Advanced Systemic Mastocytosis Treatment: A Complete Guide

How to Live Well With Advanced Systemic Mastocytosis

Explore how to manage life with advanced systemic mastocytosis.
How to Live Well With Advanced Systemic Mastocytosis

Advanced systemic mastocytosis (advSM) is a rare and serious form of systemic mastocytosis, a blood disorder that involves the overproduction of mast cells.
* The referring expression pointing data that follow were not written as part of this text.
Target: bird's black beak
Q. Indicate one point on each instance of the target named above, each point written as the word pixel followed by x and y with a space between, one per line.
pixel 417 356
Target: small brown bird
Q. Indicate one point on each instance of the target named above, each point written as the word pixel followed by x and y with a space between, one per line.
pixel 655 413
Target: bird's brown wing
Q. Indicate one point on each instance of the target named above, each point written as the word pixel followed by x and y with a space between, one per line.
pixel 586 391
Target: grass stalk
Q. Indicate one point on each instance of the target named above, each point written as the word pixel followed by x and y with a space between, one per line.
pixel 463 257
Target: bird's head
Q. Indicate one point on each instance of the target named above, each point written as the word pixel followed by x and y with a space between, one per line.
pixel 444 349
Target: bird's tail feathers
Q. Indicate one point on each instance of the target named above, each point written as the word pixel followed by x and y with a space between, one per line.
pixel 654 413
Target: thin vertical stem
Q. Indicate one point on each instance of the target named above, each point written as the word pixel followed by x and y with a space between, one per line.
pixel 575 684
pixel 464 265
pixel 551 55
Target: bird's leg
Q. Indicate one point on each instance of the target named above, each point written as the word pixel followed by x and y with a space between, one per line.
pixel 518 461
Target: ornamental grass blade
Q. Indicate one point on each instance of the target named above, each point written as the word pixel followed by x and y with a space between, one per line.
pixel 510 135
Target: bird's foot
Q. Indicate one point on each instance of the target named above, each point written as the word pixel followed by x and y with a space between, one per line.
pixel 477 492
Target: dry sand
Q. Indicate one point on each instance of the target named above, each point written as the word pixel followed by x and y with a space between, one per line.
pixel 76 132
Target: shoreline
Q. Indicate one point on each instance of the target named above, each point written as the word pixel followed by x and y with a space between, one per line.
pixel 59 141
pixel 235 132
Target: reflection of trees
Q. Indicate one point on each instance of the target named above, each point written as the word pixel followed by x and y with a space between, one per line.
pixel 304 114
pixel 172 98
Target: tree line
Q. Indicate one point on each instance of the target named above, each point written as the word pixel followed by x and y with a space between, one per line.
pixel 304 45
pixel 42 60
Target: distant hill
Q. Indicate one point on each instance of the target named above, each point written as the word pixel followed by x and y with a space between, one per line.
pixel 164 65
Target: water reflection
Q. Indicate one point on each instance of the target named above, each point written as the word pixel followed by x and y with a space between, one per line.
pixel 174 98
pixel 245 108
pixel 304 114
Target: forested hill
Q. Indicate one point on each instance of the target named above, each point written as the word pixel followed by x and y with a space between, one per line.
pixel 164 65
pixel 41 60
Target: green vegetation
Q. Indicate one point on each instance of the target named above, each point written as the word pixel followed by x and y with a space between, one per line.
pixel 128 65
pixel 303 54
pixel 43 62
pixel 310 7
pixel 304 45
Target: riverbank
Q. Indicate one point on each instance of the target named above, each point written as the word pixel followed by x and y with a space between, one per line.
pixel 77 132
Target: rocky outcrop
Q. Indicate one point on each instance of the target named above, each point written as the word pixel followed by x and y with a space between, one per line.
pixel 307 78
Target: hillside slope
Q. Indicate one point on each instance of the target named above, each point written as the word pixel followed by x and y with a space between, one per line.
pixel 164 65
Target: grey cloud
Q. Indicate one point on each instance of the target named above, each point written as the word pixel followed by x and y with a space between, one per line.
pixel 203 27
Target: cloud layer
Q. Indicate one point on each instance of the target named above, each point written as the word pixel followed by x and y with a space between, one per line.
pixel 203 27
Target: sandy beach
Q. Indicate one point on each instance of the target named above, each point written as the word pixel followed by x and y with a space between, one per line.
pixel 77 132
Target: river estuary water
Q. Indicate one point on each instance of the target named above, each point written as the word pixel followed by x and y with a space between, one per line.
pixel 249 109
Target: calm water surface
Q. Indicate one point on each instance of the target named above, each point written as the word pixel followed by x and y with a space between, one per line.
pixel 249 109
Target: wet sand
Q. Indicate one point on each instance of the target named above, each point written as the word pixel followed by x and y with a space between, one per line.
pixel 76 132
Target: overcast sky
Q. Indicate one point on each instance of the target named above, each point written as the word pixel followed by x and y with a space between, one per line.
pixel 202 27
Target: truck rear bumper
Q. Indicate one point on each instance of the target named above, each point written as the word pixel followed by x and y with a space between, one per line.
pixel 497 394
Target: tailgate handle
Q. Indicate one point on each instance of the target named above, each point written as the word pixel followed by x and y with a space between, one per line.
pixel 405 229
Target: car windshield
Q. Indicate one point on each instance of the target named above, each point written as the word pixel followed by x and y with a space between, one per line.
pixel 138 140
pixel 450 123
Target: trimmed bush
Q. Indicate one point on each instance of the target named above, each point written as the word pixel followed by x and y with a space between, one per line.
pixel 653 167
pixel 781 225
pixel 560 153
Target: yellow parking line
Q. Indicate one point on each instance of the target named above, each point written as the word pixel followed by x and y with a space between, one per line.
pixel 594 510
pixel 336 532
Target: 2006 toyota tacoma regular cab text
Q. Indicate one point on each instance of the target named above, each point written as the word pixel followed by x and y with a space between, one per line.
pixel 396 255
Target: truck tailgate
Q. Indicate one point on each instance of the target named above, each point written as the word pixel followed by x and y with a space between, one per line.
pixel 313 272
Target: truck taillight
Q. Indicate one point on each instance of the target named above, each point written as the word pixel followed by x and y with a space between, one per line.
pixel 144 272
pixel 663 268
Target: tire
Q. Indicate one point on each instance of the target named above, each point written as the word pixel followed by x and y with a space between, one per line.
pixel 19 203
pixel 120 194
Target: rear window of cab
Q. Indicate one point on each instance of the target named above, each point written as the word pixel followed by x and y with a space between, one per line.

Mast cells are a type of white blood cell normally involved in allergic reactions and immune defense that release histamine and other chemicals to help fight infections and respond to allergens.

In a person with systemic mastocytosis, these cells grow uncontrollably and accumulate in various tissues, including the skin, liver, spleen, bone marrow, and gastrointestinal tract.

Systemic mastocytosis is often caused by changes (mutations) in a gene called KIT, which is responsible for regulating the growth and function of mast cells. This flaw in the KIT gene is usually not inherited.

Most people with systemic mastocytosis have a milder form of the disease, which can be managed with medications and lifestyle changes. But advanced systemic mastocytosis requires more intensive interventions, has a much poorer prognosis, and can cause severe organ damage or an aggressive form of leukemia.

If you or someone you know is living with this condition, it is essential to work with your healthcare team to find the best treatment approach.

Tyrosine Kinase Inhibitors and chemotherapy
Newer therapies for advanced systemic mastocytosis reduce the number of mast cells and potentially restore compromised organ function.Adobe Stock (2)

Types of Advanced Systemic Mastocytosis

There are three types of advanced systemic mastocytosis.

SM With Associated Hematologic Neoplasm (SM-AHN)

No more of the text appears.